Some trucking executives aspire to be known for their service not only to their own companies but also to the industry as a whole.
One such executive, Seaton “Red” Coleman, founder of what was to become Big Freight Systems Inc. — a Daseke company — is now literally synonymous with the concept of service to the trucking industry.
The Manitoba Trucking Association (MTA) has renamed its Service to Industry award, given annually to recognize professional achievement and leadership, in honor of Red Coleman. Over the course of his distinguished career, Red turned a four-truck operation he purchased in 1948 into a state-of-the-art cross-border flatbed hauler, one that now operates more than 150 tractors and 350 trailers.
Red also received this great honor in recognition of his service to the MTA. For more than 55 years, he held down a seat on their board, leading committees and organizing events that helped build the association into the leading voice for the trucking industry in the province.
From now on, the Red Coleman Service to Industry Award will be bestowed on those who have “conducted themselves in such a manner as to have gained the esteem of their fellow members and brought credit to the trucking industry through their outstanding contributions.”
That, says Terry Shaw, executive director of the Manitoba Trucking Association, sums up Red Coleman.
“Red is a pioneer in our industry,” continues Terry, who worked at Big Freight before joining MTA and can testify to Red’s unbelievable work ethic. “He’s highly thought of in the industry and the broader community.”
The Service to Industry Award, which the association launched in 1961, was already something of a family affair. Red won it in 1987, and his son Earl Coleman, who served the MTA in the capacities of board member and president, was the award’s recipient in 2011.
Gary Coleman, Big Freight’s president and chief executive, as well as Red’s son and Earl’s brother, says the merger with Daseke in mid-2017 gave him an opportunity to reflect on the company’s history and his family’s legacy.

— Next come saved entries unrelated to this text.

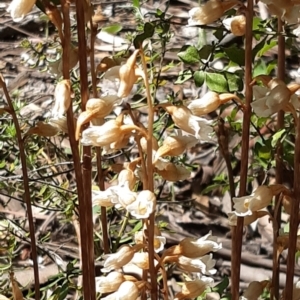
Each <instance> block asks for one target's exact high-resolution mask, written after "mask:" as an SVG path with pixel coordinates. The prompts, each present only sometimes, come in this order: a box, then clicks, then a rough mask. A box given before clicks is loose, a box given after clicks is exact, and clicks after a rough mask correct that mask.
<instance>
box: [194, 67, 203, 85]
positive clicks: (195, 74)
mask: <svg viewBox="0 0 300 300" xmlns="http://www.w3.org/2000/svg"><path fill="white" fill-rule="evenodd" d="M193 77H194V81H195V85H196V87H201V86H202V85H203V83H204V80H205V73H204V72H203V71H196V72H195V73H194V76H193Z"/></svg>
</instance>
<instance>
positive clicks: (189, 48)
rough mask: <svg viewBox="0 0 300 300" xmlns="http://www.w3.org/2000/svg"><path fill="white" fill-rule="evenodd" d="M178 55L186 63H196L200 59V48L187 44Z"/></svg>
mask: <svg viewBox="0 0 300 300" xmlns="http://www.w3.org/2000/svg"><path fill="white" fill-rule="evenodd" d="M177 55H178V57H179V58H180V59H181V60H182V61H183V62H184V63H186V64H194V63H197V62H199V61H200V57H199V54H198V50H197V48H196V47H195V46H190V45H185V46H183V47H182V48H181V50H180V51H179V53H178V54H177Z"/></svg>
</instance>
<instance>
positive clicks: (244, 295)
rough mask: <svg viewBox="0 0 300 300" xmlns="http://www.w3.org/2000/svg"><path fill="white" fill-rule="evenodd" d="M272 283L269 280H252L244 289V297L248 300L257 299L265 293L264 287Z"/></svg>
mask: <svg viewBox="0 0 300 300" xmlns="http://www.w3.org/2000/svg"><path fill="white" fill-rule="evenodd" d="M269 284H270V282H269V281H268V280H264V281H252V282H250V284H249V286H248V287H247V289H246V290H245V291H244V294H243V297H244V298H246V299H247V300H256V299H258V298H259V296H260V295H261V294H262V293H263V291H264V288H265V287H267V286H268V285H269Z"/></svg>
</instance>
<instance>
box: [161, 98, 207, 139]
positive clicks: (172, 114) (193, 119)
mask: <svg viewBox="0 0 300 300" xmlns="http://www.w3.org/2000/svg"><path fill="white" fill-rule="evenodd" d="M159 107H162V108H163V109H165V110H166V111H167V112H168V113H169V114H170V115H171V117H172V120H173V121H174V123H175V125H176V126H178V127H179V128H180V129H182V130H183V131H185V132H187V133H189V134H192V135H194V136H195V137H196V138H197V139H199V140H200V141H203V142H209V141H211V136H210V135H211V134H212V133H213V129H212V127H211V123H212V122H211V121H208V120H206V119H204V118H200V117H196V116H194V115H193V114H192V112H191V111H190V110H189V109H188V108H187V107H185V106H184V105H179V106H175V105H171V104H168V103H166V104H160V105H159Z"/></svg>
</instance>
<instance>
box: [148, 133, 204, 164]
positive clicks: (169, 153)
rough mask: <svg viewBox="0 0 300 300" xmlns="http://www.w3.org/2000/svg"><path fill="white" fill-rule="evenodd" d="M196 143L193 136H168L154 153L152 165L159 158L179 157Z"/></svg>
mask: <svg viewBox="0 0 300 300" xmlns="http://www.w3.org/2000/svg"><path fill="white" fill-rule="evenodd" d="M197 143H198V140H197V139H196V138H195V137H193V136H168V137H167V138H166V139H165V140H164V142H163V144H162V146H161V147H159V149H158V150H157V152H156V153H155V157H154V161H153V164H155V162H156V161H157V160H158V158H159V157H164V156H167V155H168V156H178V155H181V154H182V153H183V152H184V151H185V150H186V149H189V148H191V147H193V146H194V145H195V144H197Z"/></svg>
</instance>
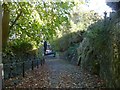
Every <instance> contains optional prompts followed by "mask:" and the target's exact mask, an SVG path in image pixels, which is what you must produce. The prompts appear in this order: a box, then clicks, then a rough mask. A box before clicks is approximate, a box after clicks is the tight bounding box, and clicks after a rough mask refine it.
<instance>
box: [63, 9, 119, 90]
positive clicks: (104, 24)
mask: <svg viewBox="0 0 120 90" xmlns="http://www.w3.org/2000/svg"><path fill="white" fill-rule="evenodd" d="M119 16H120V11H118V12H116V13H115V14H114V13H113V14H112V16H111V18H105V19H104V20H98V21H97V22H96V23H94V24H92V25H90V26H89V27H88V28H87V31H86V32H85V33H84V36H83V37H82V38H83V40H82V42H80V44H79V47H74V46H75V45H74V46H73V45H70V46H69V48H67V49H66V50H65V52H64V53H65V54H64V57H69V56H70V55H69V54H71V56H70V58H69V60H70V61H71V60H72V59H73V58H75V61H77V60H78V61H77V62H79V65H80V67H81V69H82V70H87V71H89V72H91V73H92V74H97V75H99V76H100V77H101V79H103V80H104V82H105V86H106V87H109V88H115V87H117V88H118V87H120V37H119V36H120V31H119V29H120V17H119ZM76 35H77V34H76ZM65 39H66V38H65ZM68 40H69V39H68ZM62 42H64V40H62V41H61V43H62ZM66 44H67V45H68V43H67V42H66V43H65V44H63V45H62V48H64V47H65V45H66ZM76 45H77V44H76ZM72 47H73V48H74V49H71V48H72ZM76 50H77V53H76Z"/></svg>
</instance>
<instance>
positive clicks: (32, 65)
mask: <svg viewBox="0 0 120 90" xmlns="http://www.w3.org/2000/svg"><path fill="white" fill-rule="evenodd" d="M33 69H34V67H33V60H32V70H33Z"/></svg>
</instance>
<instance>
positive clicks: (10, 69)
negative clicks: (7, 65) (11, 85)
mask: <svg viewBox="0 0 120 90" xmlns="http://www.w3.org/2000/svg"><path fill="white" fill-rule="evenodd" d="M12 68H13V67H12V64H11V65H10V72H9V78H11V72H12Z"/></svg>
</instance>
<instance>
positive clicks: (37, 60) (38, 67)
mask: <svg viewBox="0 0 120 90" xmlns="http://www.w3.org/2000/svg"><path fill="white" fill-rule="evenodd" d="M37 68H39V65H38V59H37Z"/></svg>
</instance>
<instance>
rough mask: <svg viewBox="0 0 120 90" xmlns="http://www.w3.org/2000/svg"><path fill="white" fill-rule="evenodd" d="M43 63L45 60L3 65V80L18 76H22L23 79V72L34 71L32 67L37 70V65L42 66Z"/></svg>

His father, he remembers, “taught me a lot about trucking and the values and philosophies of running a business. I wanted to recognize him in some way that was meaningful.” He also wanted to set up that recognition while his father, now 91, was able to appreciate the respect and admiration others in the industry have for him.
“My father built a good life in trucking for his family and employees, and he wanted others to have the same opportunities for success as he did,” Gary says. “His service of more than five decades to the association reflects his belief in the importance of giving back to an industry that has given so much to him.”
Gary’s solution was to propose that one of the association’s most prestigious awards, presented at MTA’s annual fall banquet, be named for Red. In fact, the 2017 award was the first to bear this new name. Gary is providing financial support for the award but is not involved in the selection of the honoree.
What does the namesake of the Red Coleman Service to Industry Award think about being recognized in such a fashion?
Says son Gary, “He’s not a man of many words, but he was pretty darn touched by it.”
Red got into trucking in 1948 at the age of 20 when, having sold the family farm, he and his father purchased what was then South East Transfer, based in Steinbach, Manitoba. (While company is now headquartered in Winnipeg, their operations center is still located about 40 miles away in Steinbach, which sits in the southeast corner of the province.)
It wasn’t so much the business prospects of trucking that drew his father to his new career as it was a fascination with trucks, Gary remembers.
“He wanted to drive them, haul freight and fix them,” he says.
And fix them he did. According to Gary, equipment salesmen were most likely to find Red in the shop and under a truck, grease all over the coveralls we wore to protect his dress shirt and tie. Red stayed active in the business well into his 70s, and his involvement only began to taper off when his wife told dispatchers to stop booking him on loads. Even so, at 91, Red still stops by the office and shop weekly.
It wasn’t just hard work and a willingness to get his hands (and dress shirts) dirty that made Red worthy of being recognized as someone others in the industry should emulate. Red was a partner in a milk-hauling business for more than 30 years, Gary says, with no written agreement detailing the business arrangement.
“They didn’t need one. Their word was better than any document a lawyer could put together.”
Trucks and trucking may have changed a great deal since the days when Red Coleman got his start in the business, Gary adds, but those underlying principles of hard work and honest dealings still matter.
“That’s the legacy my father handed down to us and to the industry. We’re very proud to know that, by renaming this award, his legacy and contributions are being held up for the next generation of leaders in this business as examples to aspire to.”